Shift work, or work that occurs outside the normal 9-5 hours, has been associated with chronic disease and illness including an increased risk of certain cancers, heart disease, obesity, and depression. These negative effects are likely due to a loss of a normal sleep schedule which disrupts the body’s production of melatonin. Melatonin is a hormone produced by the pineal gland (specialized gland in your brain) that helps to regulate your sleep cycles. Melatonin also has an important role as an antioxidant and as a protector of DNA in your cells. Previous studies have linked shift work with elevated levels of oxidative stress which is known to damage DNA and potentially lead to an increase risk for chronic disease. To understand if shift work and sleep disruptions are associated with a loss in the melatonin anti-oxidant mechanism, a team of researchers from Seattle recruited night shift workers and monitored the levels of melatonin and other metabolites in their urine.

The study used urine collected from a total of 223 night shift workers during day or night sleep (on their day off) and 217 day shift workers during their night sleep. Measures of sleep quality, melatonin abundance, and DNA damage marker (8-hydroxydeoxyguanosine or 8-OH-dG) were taken. The data showed that when night shift workers slept during the day they secreted 17-23% less 8-OH-dG than their day shift counter parts or their own night sleep on their day off. There was an increased capacity to secrete 8-OH-dG if the person also had higher levels of melatonin or if their sleep efficiency was better.

In a second recently published paper, the researchers measured these same molecules during the night shift work (when the people were awake) and compared them to normal levels during night sleep. They found that during the night shift work their circulating melatonin levels were 3 times lower than when they were sleeping at night. Additionally, these workers had a 20% reduction in the secretion of 8-OH-dG in their urine during night work than night sleep.
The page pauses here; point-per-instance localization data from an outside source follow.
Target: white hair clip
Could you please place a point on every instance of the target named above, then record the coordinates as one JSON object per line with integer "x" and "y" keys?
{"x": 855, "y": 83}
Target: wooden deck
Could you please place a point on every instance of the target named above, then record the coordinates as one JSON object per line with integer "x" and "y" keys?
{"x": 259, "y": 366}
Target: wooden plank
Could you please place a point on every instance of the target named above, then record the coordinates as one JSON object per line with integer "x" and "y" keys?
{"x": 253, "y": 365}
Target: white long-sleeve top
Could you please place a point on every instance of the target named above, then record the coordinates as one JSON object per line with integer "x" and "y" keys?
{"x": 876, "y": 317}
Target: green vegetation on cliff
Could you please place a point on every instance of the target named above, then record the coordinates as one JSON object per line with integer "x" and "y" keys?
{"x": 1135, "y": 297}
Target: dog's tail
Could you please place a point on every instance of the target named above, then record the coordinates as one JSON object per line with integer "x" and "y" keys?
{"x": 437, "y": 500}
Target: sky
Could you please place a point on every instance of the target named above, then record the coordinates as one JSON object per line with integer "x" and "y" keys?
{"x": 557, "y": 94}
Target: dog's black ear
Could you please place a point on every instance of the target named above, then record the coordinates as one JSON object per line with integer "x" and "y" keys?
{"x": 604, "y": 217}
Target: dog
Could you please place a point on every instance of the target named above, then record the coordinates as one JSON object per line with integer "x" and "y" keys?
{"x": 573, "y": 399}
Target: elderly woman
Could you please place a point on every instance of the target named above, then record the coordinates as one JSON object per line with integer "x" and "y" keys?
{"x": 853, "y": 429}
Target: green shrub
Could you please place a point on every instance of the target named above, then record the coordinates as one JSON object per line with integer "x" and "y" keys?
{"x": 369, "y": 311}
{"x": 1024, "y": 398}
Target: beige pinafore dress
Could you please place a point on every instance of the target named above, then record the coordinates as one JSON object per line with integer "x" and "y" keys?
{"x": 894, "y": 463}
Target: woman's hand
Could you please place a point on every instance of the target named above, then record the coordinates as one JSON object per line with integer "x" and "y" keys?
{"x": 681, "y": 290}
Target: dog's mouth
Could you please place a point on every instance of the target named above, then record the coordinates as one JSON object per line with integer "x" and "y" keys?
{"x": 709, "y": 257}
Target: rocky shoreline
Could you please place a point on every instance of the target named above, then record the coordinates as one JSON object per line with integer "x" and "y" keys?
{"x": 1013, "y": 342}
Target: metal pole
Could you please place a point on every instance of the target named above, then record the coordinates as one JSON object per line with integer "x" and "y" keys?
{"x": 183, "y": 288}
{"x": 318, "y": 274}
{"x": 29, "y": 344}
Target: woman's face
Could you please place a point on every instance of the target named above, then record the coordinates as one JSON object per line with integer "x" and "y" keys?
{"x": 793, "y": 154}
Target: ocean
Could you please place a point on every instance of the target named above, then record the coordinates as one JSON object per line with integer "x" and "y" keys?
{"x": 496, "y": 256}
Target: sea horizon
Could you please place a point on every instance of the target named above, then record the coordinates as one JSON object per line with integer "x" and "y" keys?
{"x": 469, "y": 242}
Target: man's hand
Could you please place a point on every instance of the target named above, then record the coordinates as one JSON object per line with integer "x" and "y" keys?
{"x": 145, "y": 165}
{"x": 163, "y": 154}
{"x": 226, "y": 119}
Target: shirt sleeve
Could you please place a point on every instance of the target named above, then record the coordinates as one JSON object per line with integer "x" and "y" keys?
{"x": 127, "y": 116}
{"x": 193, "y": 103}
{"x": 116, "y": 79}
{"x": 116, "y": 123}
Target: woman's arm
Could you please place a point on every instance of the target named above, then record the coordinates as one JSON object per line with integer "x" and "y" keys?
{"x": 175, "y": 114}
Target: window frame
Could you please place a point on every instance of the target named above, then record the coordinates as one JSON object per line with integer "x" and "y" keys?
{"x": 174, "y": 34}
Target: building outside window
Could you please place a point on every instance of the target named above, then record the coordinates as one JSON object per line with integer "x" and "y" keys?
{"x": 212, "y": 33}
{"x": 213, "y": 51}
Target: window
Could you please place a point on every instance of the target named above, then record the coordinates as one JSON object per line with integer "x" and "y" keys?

These results suggest that night shift workers have a deficit in their melatonin secretion and anti-oxidant systems during night work or day sleep that limits their ability to repair damaged DNA. The cells DNA is repaired by removing the 8-OH-dG and secreting it in the urine. If this process is unable to proceed then the damaged DNA remains in place and can lead to diseases like cancer. Melatonin has been shown in other studies to directly stimulate DNA repair and so reduced levels in these night shift workers could lead to a loss in the ability to remove 8-OH-dG from the DNA. The study has some limitations including the lack of direct DNA damage measures in the cells of the subjects. A decrease in the secretion of 8-OH-dG could mean a loss of DNA damage repair capacity but it could also indicate a decrease in the amount of DNA damage. The only way to tell would be to directly test the level of DNA damage. As is, this study provides an interesting commentary on the importance of night sleep (and not day sleep) in shift workers and suggests that melatonin supplementation may be a way to control chronic disease in this population of people.